Der Amokläufer, ein 17-Jähriger, war in seine ehemalige Schule gestürmt und hatte während des Unterrichts mit der Waffe seines Vaters acht Schülerinnen, einen Schüler und drei Lehrerinnen ermordet. Auf seiner Flucht erschoss er drei weitere Menschen und sich selbst.
Auf dem Marktplatz von Winnenden wurden am Sonntag die Namen der Opfer verlesen. Angehörige sowie ehemalige Mitschüler und Freunde legten Blumen nieder. 15 weiße Rosen erinnerten an die 15 Ermordeten. Den ganzen Tag über sollte in mehreren Gottesdiensten der Opfer gedacht werden. Für den Abend stand eine Lichterkette vom Marktplatz bis zur Albertville-Realschule auf dem Programm.
Die Schule hat schon recht bald nach der Tat vor drei Jahren den „Blick nach vorne“ beschworen. Im vergangenen Herbst kehrten die 600 Schüler in ihr altes Schulgebäude zurück. Dieses war für 6,2 Millionen Euro umgebaut worden, etliche Monate lang wurde in Behelfscontainern unterrichtet. Schulleiter Sven Kubick lobte bei der Eröffnungsfeier das Ergebnis: Das neue Erscheinungsbild und die vielen Sicherheitseinrichtungen würden helfen, das Erlebte zu verarbeiten. „So manch ein innerer Widerstand konnte gebrochen, Ängste konnten gelöst werden“, sagte er.
In einem Beet an der Schule sollen 15 Steintafeln an die Opfer der Bluttat erinnern. Erst vor kurzem fiel der Entschluss, die Platten vom ersten Jahrestag dort auszulegen und einen Gedenkort zu schaffen. Über ein öffentliches Mahnmal wird ebenfalls nachgedacht. Es könnte nach Angaben einer Sprecherin der Stadt Winnenden im Stadtpark gegenüber der Schule entstehen.

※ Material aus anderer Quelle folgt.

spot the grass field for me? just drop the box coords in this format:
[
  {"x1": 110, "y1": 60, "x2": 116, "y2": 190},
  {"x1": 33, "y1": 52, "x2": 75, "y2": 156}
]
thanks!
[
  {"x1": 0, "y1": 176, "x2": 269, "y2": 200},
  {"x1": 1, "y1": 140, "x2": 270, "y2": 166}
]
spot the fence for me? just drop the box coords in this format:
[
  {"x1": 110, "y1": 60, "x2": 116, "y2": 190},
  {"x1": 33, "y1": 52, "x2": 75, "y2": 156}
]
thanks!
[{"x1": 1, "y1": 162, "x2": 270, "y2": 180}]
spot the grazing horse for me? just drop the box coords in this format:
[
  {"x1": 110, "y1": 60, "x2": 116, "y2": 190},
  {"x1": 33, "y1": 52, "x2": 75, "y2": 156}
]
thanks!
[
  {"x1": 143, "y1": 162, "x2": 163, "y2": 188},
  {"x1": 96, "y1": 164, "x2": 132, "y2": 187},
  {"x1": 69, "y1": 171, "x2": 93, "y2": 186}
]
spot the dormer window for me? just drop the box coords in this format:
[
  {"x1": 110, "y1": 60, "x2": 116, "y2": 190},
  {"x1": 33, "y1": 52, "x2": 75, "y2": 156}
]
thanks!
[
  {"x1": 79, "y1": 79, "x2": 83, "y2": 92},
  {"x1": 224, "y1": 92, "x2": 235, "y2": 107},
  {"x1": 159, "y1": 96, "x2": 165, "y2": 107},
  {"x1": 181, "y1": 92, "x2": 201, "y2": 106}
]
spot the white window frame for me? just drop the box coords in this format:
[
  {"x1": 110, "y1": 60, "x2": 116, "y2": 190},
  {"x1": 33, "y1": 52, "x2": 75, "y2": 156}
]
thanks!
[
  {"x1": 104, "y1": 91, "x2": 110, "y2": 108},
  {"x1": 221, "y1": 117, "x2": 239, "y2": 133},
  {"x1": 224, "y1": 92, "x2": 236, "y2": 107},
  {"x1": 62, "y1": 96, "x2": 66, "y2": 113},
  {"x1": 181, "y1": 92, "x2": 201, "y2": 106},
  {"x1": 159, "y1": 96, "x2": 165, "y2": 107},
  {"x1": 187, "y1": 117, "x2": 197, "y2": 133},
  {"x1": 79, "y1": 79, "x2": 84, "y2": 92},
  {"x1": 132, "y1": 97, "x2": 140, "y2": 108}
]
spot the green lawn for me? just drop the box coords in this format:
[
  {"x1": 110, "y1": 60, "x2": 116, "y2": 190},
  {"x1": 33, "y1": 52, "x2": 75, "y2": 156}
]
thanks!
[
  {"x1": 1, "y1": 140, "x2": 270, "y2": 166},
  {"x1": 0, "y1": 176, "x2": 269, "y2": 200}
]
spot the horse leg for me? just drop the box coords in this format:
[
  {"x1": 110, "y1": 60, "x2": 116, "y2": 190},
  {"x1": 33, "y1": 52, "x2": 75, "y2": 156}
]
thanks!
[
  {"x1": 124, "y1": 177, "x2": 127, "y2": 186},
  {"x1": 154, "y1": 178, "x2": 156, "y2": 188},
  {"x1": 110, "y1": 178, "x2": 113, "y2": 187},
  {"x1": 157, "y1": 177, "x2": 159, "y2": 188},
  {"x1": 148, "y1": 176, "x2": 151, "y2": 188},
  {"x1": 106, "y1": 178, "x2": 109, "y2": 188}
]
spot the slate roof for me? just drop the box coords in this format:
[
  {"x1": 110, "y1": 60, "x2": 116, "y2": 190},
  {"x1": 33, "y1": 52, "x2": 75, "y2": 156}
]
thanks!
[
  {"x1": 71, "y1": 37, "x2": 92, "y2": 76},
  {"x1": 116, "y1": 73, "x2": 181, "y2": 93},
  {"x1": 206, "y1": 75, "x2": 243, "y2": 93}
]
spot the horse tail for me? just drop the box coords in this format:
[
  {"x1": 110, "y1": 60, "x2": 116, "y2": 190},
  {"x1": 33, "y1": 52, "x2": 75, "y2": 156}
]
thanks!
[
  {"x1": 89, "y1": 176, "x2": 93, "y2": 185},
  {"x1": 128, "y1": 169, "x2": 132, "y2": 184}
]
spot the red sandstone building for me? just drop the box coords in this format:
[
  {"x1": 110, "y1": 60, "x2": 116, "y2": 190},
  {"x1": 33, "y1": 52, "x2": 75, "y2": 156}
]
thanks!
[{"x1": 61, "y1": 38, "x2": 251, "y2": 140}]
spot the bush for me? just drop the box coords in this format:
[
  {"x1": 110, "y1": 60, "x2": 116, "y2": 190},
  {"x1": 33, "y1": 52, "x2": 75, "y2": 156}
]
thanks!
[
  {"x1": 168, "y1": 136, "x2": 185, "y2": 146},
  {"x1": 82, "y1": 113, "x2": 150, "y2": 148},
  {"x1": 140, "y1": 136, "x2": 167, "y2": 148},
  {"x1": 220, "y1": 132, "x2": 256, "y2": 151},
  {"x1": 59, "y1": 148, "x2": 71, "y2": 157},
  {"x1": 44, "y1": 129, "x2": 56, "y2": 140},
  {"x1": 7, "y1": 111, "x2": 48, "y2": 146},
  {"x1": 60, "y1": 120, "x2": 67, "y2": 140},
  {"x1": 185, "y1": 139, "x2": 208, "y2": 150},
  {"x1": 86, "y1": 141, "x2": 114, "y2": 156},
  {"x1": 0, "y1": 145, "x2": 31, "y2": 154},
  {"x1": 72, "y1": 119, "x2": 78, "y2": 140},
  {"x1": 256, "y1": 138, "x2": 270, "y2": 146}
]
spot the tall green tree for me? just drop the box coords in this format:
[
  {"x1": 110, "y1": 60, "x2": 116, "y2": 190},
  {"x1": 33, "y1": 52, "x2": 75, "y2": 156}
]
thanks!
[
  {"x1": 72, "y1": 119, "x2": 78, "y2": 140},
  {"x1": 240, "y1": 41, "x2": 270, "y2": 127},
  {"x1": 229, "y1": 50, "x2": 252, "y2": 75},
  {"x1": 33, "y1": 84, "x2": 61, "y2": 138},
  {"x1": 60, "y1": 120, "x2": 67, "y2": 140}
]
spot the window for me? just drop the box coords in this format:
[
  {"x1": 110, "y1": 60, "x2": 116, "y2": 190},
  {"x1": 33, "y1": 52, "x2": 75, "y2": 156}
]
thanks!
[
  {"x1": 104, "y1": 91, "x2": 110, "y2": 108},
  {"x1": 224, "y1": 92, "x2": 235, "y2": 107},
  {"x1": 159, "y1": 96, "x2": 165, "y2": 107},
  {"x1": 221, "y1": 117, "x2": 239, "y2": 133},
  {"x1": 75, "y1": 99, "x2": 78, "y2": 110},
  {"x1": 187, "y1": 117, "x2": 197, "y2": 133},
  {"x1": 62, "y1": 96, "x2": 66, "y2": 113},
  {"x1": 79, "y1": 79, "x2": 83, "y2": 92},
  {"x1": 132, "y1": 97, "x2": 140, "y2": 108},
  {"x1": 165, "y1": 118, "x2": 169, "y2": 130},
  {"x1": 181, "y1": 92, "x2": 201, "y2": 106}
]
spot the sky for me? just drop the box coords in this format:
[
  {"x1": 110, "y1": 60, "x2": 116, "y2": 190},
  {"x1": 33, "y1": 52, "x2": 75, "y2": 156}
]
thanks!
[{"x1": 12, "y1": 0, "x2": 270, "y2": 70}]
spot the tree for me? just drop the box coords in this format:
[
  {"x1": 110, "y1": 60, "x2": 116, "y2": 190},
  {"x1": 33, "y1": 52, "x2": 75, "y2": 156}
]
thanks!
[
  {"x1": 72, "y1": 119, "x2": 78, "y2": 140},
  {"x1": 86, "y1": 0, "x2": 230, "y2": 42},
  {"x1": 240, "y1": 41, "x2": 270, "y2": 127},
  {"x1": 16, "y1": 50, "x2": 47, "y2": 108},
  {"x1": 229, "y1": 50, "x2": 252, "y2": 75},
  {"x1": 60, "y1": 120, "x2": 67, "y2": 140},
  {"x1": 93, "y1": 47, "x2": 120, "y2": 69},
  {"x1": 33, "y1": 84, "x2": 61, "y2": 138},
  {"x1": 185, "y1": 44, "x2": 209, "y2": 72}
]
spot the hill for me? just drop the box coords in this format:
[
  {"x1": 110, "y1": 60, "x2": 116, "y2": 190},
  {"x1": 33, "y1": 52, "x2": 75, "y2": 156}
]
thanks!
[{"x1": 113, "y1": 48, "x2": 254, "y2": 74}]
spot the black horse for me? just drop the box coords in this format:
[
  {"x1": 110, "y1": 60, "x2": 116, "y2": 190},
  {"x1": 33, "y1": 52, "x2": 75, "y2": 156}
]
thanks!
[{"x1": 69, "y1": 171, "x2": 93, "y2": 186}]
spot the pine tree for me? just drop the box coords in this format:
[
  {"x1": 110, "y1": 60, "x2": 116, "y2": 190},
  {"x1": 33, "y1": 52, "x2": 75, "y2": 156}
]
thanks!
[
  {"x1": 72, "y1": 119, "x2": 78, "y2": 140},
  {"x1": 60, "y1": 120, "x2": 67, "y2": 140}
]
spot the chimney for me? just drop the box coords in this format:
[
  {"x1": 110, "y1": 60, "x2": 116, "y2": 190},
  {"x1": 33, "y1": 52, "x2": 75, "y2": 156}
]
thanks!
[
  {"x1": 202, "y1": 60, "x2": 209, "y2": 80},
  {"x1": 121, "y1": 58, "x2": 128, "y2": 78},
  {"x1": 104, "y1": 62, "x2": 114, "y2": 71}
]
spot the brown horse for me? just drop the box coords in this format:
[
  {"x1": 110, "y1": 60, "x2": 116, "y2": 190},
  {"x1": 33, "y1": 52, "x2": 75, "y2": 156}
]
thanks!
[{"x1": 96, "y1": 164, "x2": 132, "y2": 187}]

Rechtlich ist die Schreckenstat noch lange nicht vollständig aufgearbeitet – obwohl der Vater des Täters vor mehr als einem Jahr wegen fahrlässiger Tötung zu einem Jahr und neun Monaten Haft auf Bewährung verurteilt worden ist. Der Unternehmer hatte die Tatpistole unverschlossen im Schlafzimmer aufbewahrt. „Ohne das komplette Versagen des Angeklagten wäre sein Sohn nicht an die Waffe und die große Menge an Munition gekommen“, hatte der Richter gesagt. Die Verteidiger fochten das Urteil an. Eine Entscheidung, ob erneut verhandelt wird, gibt es noch nicht.
Zusätzlich stehen zahlreiche Zivilklagen im Raum. Die Stadt Winnenden hat bereits angekündigt, Schadensersatz für Kosten von rund 14 Millionen Euro zu verlangen, die ihr durch die Gewalttat entstanden sind. Nach einer ersten, groben Schätzung ihres Rechtsanwalts Jens Rabe ist rund die Hälfte der Kosten schadensersatzfähig. Die Kanzlei überprüfe derzeit die Rechnungen. Schon jetzt seien mehr als eine Million Euro an Forderungen aufgelaufen, sagte Rabe. Neben der Stadt vertritt die Kanzlei auch die Schadensersatzanliegen von rund 30 Hinterbliebenen.
Rückschlag für Gall
Einen Rückschlag musste derweil Baden-Württembergs Innenminister Reinhold Gall (SPD) hinnehmen. Sein Vorstoß bei Bundesinnenminister Hans-Peter Friedrich (CSU), den Privatbesitz großkalibriger Pistolen zu verbieten, lief ins Leere. Nach Angaben seines Ministeriums begründete Friedrich die Ablehnung unter anderem damit, dass auch kleinere Kaliber tödliche Verletzungen verursachen könnten. Zudem komme ein Verbot quasi einer Enteignung der Sportschützen gleich.